Additional information

This study was performed to investigate the effects of the test material on growth, development and reproductive performance in male and female rats through one generation. The test material was administered in the diet at concentrations of 0, 250, 750 or 1500 ppm. These dietary concentrations resulted in consumed doses of 0, 19.1, 55.6, and 107.3 mg/kg/day respectively in males during premating and 21.0, 62.8, and 124.1 mg/kg/day respectively in females during premating. Continuous exposure of rats to test material in the diet through one generation had a No Observed Effect Level (NOEL) for parental animal toxicity of 250 ppm [19.1 mg/kg/day in males; 21.0 mg/kg/day in females]. The reproductive and developmental NOEL was 250 ppm due to decreased pup body weights at both 750 and 1500 ppm and delayed sexual maturation in females at 750 ppm and in both sexes at 1500 ppm. Detailed evaluation of the study data revealed a clear weight of evidence to support the conclusion that the delays in puberty onset by the test material are due to decrements in pup body weight secondary to maternal toxicity.

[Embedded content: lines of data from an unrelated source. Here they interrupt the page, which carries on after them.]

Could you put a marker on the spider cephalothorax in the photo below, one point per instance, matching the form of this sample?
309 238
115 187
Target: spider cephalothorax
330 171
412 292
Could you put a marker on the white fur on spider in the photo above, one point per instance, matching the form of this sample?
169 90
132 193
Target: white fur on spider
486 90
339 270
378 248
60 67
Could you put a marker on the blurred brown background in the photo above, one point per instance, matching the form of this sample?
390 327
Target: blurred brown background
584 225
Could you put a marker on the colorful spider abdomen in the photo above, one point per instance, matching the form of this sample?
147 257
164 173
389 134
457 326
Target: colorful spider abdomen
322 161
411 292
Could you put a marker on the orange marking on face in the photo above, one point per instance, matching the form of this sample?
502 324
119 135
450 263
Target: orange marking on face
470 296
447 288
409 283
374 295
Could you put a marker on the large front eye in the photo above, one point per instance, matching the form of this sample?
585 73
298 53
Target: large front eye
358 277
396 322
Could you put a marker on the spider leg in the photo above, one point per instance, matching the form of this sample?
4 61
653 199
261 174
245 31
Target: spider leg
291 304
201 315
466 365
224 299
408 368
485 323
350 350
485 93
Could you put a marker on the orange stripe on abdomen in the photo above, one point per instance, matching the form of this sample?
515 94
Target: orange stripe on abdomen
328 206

Justification for classification or non-classification

No developmental effects were seen at any doses that were related to treatment with the test material in a percutaneous pre-natal developmental study.

The test material is not classified as a reproductive toxicant. Detailed evaluation of the study data revealed a clear weight of evidence to support the conclusion that delays in puberty onset by the test material are due to decrements in pup body weight secondary to maternal toxicity and therefore do not warrant reproductive or developmental classification.